The US Supreme Court: a broken cycle

Jasper Evans discusses the effects of the political nature of the US Supreme Court on its status as a democratic institution.

Joe Biden is President, and it feels like this feverous nightmare is dimming into a more normal temperature nightmare. As the debris is cleared, and the final lawsuits dismissed, it has become time to start considering what exactly the new administration can do. And the answer, right now, is very little.

The Democrats remain with their slim majority in the House of Representatives, and with a good run in, Georgia could do the same in the Senate, yet across all positivity lies the shadow of one institution: the Supreme Court. Its nine gowned members hold in their hands the ability to limit legislation, and nothing is beyond their reach. The Affordable Healthcare Act, abortion rights, even voting rights, all seem threatened by the new 6-3 conservative majority.

This forces questions at the very heart of liberal democracy. Should this unelected institution be allowed to strike down laws that are supported by the population, and thoroughly supported at that? What gives them the right, what gives them legitimacy, to overrule the majority of the nation?

‘Now hold on there!’ gasps the centrist, clutching their pearls and PPE degree, ‘we can’t just start politicising the courts!

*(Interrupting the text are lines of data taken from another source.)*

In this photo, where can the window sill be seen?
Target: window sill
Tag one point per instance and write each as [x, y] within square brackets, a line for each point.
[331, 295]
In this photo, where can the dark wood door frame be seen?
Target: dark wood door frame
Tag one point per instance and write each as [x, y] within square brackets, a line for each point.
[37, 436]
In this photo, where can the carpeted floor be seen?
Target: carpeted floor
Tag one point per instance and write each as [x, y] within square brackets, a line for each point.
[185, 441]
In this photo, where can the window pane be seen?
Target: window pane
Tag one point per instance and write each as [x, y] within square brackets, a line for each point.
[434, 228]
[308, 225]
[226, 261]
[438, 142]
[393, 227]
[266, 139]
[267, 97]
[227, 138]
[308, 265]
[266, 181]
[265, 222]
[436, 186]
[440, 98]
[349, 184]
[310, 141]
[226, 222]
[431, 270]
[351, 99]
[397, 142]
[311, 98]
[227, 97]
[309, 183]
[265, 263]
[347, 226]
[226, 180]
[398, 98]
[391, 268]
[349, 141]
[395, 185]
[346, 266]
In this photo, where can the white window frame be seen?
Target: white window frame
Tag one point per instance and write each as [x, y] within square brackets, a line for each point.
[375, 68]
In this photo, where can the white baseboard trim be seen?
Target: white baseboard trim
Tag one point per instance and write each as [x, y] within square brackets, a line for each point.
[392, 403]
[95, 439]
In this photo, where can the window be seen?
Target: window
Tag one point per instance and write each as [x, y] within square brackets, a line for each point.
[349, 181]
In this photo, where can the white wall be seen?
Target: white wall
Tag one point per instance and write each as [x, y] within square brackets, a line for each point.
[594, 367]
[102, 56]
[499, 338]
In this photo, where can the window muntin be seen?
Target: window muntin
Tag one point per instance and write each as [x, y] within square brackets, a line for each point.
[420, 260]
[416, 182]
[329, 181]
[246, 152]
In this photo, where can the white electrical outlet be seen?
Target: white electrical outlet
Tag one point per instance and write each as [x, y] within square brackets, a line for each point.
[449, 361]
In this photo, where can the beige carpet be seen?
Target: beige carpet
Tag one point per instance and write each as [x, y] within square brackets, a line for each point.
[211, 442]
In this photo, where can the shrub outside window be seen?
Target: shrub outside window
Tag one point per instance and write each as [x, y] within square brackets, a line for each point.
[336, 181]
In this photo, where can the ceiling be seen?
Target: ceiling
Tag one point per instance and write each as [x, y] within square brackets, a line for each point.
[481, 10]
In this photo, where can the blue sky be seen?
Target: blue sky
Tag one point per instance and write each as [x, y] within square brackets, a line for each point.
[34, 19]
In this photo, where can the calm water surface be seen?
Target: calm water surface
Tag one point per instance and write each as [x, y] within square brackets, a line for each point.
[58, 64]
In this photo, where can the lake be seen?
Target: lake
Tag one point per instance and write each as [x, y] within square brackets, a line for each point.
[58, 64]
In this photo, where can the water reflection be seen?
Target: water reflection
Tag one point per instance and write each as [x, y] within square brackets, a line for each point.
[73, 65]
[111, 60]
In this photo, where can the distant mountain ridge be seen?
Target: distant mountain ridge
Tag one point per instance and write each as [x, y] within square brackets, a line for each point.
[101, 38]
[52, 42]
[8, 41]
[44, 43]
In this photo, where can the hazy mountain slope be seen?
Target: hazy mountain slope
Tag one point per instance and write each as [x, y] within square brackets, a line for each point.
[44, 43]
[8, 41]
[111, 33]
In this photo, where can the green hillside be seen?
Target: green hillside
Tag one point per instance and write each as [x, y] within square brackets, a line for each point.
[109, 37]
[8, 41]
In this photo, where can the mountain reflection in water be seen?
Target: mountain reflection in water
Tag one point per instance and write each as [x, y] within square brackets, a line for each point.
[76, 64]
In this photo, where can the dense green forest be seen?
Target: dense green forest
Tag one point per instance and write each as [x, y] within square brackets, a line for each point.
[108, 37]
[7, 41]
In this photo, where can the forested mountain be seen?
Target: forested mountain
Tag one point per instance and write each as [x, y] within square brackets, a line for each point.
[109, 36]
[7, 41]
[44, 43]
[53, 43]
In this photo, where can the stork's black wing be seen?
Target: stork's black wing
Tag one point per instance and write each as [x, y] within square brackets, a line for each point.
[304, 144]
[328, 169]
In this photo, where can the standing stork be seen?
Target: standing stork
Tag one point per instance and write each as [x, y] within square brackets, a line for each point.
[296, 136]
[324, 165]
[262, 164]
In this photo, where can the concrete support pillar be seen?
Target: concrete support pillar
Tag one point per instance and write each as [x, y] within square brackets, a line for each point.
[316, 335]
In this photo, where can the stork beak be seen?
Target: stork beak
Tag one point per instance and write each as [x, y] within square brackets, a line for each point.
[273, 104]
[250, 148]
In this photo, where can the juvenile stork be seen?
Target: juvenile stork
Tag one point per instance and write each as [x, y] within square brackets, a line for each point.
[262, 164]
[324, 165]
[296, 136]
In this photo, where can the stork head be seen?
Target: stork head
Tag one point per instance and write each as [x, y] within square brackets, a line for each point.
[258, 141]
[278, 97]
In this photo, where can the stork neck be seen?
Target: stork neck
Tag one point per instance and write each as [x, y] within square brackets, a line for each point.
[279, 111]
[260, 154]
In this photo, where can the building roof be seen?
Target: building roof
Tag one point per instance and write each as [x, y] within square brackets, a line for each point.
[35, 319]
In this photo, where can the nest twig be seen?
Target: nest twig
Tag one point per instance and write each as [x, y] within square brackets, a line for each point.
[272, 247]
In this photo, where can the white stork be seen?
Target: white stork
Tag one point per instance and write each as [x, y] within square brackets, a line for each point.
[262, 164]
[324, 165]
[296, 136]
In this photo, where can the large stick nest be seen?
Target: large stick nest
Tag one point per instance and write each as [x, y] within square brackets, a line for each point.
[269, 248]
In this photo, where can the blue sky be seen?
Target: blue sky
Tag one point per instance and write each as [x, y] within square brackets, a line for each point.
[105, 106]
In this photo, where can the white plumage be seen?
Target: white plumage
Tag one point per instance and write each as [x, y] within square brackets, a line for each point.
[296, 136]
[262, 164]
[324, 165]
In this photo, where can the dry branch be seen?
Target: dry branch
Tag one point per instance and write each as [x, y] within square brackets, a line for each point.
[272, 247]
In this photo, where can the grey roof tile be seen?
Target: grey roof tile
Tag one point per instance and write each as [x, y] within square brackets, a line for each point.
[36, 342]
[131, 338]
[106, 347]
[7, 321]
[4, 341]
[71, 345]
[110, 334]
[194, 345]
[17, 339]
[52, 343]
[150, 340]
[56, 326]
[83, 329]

The first thing even the most casual dictator will do is pack the supreme court, and besides, if we do it, so can the opposition when they’re next in power.’ Institutions must be respected, norms followed, and the virtuous cycle continued. 

And yet that virtuous cycle is not being continued – it is a cycle that wasn’t properly locked up and has had its front wheel stolen. Republicans have time and time again shown no regard for norms or institutions. They stopped Obama nominating a supreme court justice as a lame duck president, only to have a change of heart when it was Trump’s turn. They have used the filibuster to stop nomination proceedings, leading to the ‘nuclear option’ rendering it a useless tool. They ask vote-counters to throw out certain sets of ballots, while decrying the risk of voter fraud. Without serious reforms, there will be no end.

The Supreme Court has always been a political institution. It is only in recent years that some veneer of ‘apoliticallity’ has emerged. It has almost always been the case that judges were admitted as much for their political leanings as their judicial abilities. The best decider for whether a judge would be admitted was not their skill with a gavel, but whether the Senate matched up with the President. The lack of separation has even been such that a president, Taft, following his presidency, went on to become Chief Justice. The court holds immense power, and politics is the operation of power – of course it would be political.

This is not to say that the court should be packed. The virtuous cycle is a real phenomenon, and a return to it would be ideal. But we must accept that right now, the court is not so much an independent legal body, but an upper-upper house, representing not the nation, but ability of old judges to hang on until the next president of their leaning comes along. Reform is needed, and it is needed soon. It is easy enough to say that if we vote against them in enough elections, Republicans will change their tune. But for those who risk death if they lose their healthcare, or are forced into terrible decisions as their right to choose is ripped away, time is of the essence. For the life of its democracy, and the lives of its citizens, America must reform its Supreme Court.